Question

Find the symmetric equations and the parametric equations of a line, and/or the equation of the plane satisfying the following given conditions. Line through (5,-4,2) and parallel to the line $\mathbf{r}=\mathbf{i}-\mathbf{j}+(5\mathbf{i}-2\mathbf{j}+\mathbf{k})t$.

Short answer

Parametric: $x=5+5t$, $y=-4-2t$, $z=2+t$. Symmetric: \ \frac{x - 5}{5} = \frac{y + 4}{-2} = z - 2 \.

Step-by-step solution

Understand the Direction Vector

The given line's equation is $\mathbf{r}=\mathbf{i}-\mathbf{j}+(5\mathbf{i}-2\mathbf{j}+\mathbf{k})t$. This can be rewritten as $\mathbf{r}=(1,-1,0)+t(5,-2,1)$. The direction vector of the line is $(5,-2,1)$.

Identify the Point and Direction of the New Line

The new line passes through the point $(5,-4,2)$ and is parallel to the direction vector $(5,-2,1)$.

Write the Parametric Equations

Using the point $(5,-4,2)$ and the direction vector $(5,-2,1)$, the parametric equations are: $$x=5+5t$$$$y=-4-2t$$$$z=2+t$$

Write the Symmetric Equations

To find the symmetric equations, solve the parametric equations for t:$$t=(x-5)/5$$$$t=(y+4)/-2$$$$t=(z-2)/1$$Setting these equal gives the symmetric equations:$$\frac{x-5}{5}=\frac{y+4}{-2}=z-2$$

Key concepts

Symmetric Equations

Symmetric equations are a way to represent a line in three-dimensional space. They are derived from parametric equations by eliminating the parameter, usually represented by $t$. For symmetric equations, we begin by solving each of the parametric equations for the parameter $t$ and then equating them to form a single expression.

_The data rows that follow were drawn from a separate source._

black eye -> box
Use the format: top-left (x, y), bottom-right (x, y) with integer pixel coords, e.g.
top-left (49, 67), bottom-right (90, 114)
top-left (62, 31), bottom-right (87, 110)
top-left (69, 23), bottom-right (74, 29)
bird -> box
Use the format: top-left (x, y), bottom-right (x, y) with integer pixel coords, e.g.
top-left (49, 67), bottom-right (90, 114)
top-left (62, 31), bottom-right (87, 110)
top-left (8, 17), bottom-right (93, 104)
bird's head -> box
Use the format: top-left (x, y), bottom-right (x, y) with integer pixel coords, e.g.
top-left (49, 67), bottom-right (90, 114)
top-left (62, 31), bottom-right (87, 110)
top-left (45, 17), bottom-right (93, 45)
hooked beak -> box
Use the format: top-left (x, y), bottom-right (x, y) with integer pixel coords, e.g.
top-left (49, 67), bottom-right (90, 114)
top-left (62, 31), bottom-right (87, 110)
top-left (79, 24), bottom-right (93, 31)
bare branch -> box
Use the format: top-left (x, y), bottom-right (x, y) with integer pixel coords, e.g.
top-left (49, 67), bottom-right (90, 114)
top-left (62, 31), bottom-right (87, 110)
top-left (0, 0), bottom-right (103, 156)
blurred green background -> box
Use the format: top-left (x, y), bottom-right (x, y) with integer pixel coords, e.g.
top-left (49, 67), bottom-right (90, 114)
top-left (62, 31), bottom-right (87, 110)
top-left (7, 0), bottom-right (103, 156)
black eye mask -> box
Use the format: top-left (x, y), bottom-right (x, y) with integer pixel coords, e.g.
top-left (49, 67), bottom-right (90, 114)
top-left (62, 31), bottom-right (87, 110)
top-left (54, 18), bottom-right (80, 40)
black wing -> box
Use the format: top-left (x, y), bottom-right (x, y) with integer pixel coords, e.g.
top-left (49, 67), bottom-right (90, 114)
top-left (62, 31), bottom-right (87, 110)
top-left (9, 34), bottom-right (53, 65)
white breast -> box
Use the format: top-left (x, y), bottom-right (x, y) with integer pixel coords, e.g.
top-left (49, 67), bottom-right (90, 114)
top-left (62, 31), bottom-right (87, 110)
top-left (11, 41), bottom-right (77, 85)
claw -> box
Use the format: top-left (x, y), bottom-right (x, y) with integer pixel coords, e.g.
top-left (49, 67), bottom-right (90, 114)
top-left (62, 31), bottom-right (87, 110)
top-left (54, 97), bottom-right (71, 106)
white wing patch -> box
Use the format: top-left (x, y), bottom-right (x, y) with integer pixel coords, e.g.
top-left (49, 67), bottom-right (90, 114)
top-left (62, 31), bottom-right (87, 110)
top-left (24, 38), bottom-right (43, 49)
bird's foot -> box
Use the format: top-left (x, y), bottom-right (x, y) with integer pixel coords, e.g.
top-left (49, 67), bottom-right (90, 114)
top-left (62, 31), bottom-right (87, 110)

For example, given the parametric equations:
$x=5+5t$
$y=-4-2t$
$z=2+t$
We solve each for $t$:
$t=\frac{x-5}{5}$
$t=\frac{y+4}{-2}$
$t=z-2$
Setting these equations equal to each other gives the symmetric equations:
$$\frac{x-5}{5}=\frac{y+4}{-2}=z-2$$
Simplifying these equations to find the parameter $t$ ensures that we accurately describe the line through a common equation.

Direction Vector

The direction vector of a line indicates the direction the line is pointing in three-dimensional space. It is a vector that, when added to a point on the line, gives another point on the line by scaling it with a parameter, typically $t$.

Given a line described parametrically as:
$\mathbf{\text{r}}=\mathbf{\text{a}}+\mathbf{\text{d}}t$
Where $\mathbf{\text{a}}$ is a point on the line and $\mathbf{\text{d}}$ is the direction vector. The direction vector $\mathbf{\text{d}}$ is essentially the vector formed by the coefficients of $t$ in the parametric equation.

In the problem, the given line is:
$\mathbf{\text{r}}=(1,-1,0)+t(5,-2,1)$
Hence, the direction vector is $(5,-2,1)$. For the new line through the point $(5,-4,2)$ and parallel to the given line, the direction vector remains $(5,-2,1)$.

Parametric Equations

Parametric equations of a line express the coordinates of points on the line as functions of a single parameter, usually $t$. They show how the coordinates change with respect to the parameter.

For a line passing through a point $(x_0,y_0,z_0)$ with a direction vector $(a,b,c)$, the parametric equations can be written as:
$x=x_0+at$
$y=y_0+bt$
$z=z_0+ct$
In our problem, the line passes through the point $(5,-4,2)$ with direction vector $(5,-2,1)$. Thus, the parametric equations are:
$x=5+5t$
$y=-4-2t$
$z=2+t$
These equations show the position of any point on the line as $t$ varies.